Wisconsin Governor Scott Walker, a political careerist who has never taken one elected office without beginning to position himself to run for the next, made a wild play for the national stage just weeks after being sworn in last winter as a Republican governor with Republican majorities in both chambers of the Wisconsin legislature.
Using a supposedly minor “budget repair bill” as his vehicle, Walker proposed to scrap most collective bargaining rights for state, county and municipal employees and teachers, to radically restructure state government to concentrate power in the governor’s office and to use that power to limit access to healthcare for working families and seniors while bartering off public assets in no-bid deals with favored corporations.
If he could pull it off, Walker told himself and his closest associates, he could be what Republicans have been looking for since the mid-1980s: a new Ronald Reagan. It was a dream he outlined In an extended conversation with a caller who he thought was billionaire conservative campaign contributor David Koch. “Ronald Reagan, whose 100th birthday we just celebrated the day before, had one of the most defining moments of his political career, not just his presidency, when he fired the air-traffic controllers. And, uh, I said, to me that moment was more important than just for labor relations or even the federal budget, that was the first crack in the Berlin Wall and the fall of Communism because from that point forward, the Soviets and the Communists knew that Ronald Reagan wasn’t a pushover,” Walker chirped, in the midst of a self-serving soliloquy. “And, uh, I said this may not have as broad of world implications, but in Wisconsin’s history—little did I know how big it would be nationally—in Wisconsin’s history, I said this is our moment, this is our time to change the course of history. And this is why it’s so important that they were all there. I had a cabinet meeting this morning and I reminded them of that and I said for those of you who thought I was being melodramatic you now know it was purely putting it in the right context.”
Now, almost four months into the fight, Walker does not look much like a new Reagan.
His anti-labor agenda has been blocked by the largest and most consistent pro-union demonstrations the United States has seen since the 1930s, along with legislative maneuvers and court orders. His personal approval ratings have flat-lined, and runs the risk of losing control of the state Senate to Democrats who are determined to block his initiatives.
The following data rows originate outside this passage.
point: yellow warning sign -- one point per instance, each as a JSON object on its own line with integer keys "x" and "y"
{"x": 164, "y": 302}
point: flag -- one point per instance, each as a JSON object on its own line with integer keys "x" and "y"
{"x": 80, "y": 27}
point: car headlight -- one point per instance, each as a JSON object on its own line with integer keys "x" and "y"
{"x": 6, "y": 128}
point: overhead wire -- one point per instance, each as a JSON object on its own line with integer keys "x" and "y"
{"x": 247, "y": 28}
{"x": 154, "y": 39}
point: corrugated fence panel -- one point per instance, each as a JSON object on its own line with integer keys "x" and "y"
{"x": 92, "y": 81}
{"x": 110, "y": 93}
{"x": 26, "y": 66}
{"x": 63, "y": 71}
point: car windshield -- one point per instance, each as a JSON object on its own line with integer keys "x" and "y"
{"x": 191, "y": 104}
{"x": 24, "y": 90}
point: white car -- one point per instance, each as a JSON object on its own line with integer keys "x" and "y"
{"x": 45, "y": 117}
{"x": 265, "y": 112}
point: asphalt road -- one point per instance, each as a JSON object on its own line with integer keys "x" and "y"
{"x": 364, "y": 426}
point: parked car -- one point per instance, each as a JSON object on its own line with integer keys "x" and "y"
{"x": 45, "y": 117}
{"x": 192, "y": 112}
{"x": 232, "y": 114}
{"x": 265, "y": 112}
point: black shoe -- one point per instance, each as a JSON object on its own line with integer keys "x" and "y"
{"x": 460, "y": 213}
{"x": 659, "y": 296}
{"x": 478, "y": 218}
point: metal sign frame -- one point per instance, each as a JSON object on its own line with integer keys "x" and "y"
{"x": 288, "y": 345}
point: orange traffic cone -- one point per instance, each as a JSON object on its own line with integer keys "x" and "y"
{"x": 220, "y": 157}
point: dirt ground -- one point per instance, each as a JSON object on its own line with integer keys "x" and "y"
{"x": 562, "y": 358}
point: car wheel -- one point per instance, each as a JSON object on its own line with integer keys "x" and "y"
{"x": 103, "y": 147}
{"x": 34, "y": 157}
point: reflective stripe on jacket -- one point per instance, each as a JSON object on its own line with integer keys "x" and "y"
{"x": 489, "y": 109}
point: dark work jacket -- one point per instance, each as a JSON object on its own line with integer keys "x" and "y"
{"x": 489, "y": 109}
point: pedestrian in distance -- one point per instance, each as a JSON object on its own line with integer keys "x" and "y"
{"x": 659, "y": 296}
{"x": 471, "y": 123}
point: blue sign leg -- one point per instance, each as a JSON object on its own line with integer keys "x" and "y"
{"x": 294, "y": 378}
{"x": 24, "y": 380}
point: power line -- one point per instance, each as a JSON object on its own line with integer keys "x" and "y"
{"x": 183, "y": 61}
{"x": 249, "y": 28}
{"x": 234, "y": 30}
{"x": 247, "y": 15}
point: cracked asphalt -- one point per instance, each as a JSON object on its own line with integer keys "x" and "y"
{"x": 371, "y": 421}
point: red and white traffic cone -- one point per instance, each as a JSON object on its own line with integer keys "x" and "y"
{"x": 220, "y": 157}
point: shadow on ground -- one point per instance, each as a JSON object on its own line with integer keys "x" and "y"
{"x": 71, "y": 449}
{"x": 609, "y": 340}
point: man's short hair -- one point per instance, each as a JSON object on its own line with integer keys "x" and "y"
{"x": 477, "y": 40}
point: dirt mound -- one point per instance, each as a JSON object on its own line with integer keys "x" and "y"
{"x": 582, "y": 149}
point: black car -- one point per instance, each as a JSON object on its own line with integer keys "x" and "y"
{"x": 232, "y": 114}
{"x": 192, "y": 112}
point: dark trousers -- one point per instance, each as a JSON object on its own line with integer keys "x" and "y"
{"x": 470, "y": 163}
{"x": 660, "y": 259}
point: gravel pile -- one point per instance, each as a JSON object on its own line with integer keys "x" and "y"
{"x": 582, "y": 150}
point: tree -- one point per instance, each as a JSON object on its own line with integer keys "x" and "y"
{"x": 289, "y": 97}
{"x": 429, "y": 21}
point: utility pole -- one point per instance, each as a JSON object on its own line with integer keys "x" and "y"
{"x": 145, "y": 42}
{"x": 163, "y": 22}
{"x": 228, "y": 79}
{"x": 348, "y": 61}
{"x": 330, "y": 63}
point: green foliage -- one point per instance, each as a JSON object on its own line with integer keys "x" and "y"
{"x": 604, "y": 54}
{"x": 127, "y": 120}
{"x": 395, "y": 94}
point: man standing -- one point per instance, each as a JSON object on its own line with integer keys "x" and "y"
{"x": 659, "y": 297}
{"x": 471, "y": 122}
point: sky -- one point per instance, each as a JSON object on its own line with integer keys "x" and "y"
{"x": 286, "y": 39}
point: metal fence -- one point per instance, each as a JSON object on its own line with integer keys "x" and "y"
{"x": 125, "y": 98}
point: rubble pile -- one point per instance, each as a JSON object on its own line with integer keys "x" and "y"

Yet Walker refuses to compromise. So beholden is he to political paymasters such as the Koch brothers and the De Vos family, which has steered millions of dollars into the state to promote his extreme proposals to replace on of the nation’s strongest public education systems with voucher programs and privatization schemes, that the governor continues to pressure his legislative allies to enact a biennial budget that slashes spending for education and local services. Like his national counterpart, Congressman Paul Ryan, R-Janesville, Walker spins the fantasy that he is interested in balancing budgets. But his initiatives actually shift spending away from the public sphere and toward the accounts of major campaign contributors. To protect themselves politically, Walker and friendly legislators are busy seeding the budget proposals with anti-union proposals, which are designed to weaken organized labor as an electoral check and balance on corporate-tied Republican politicians. At the same time, they are rushing to enact draconian restrictions on voter participation and local democracy.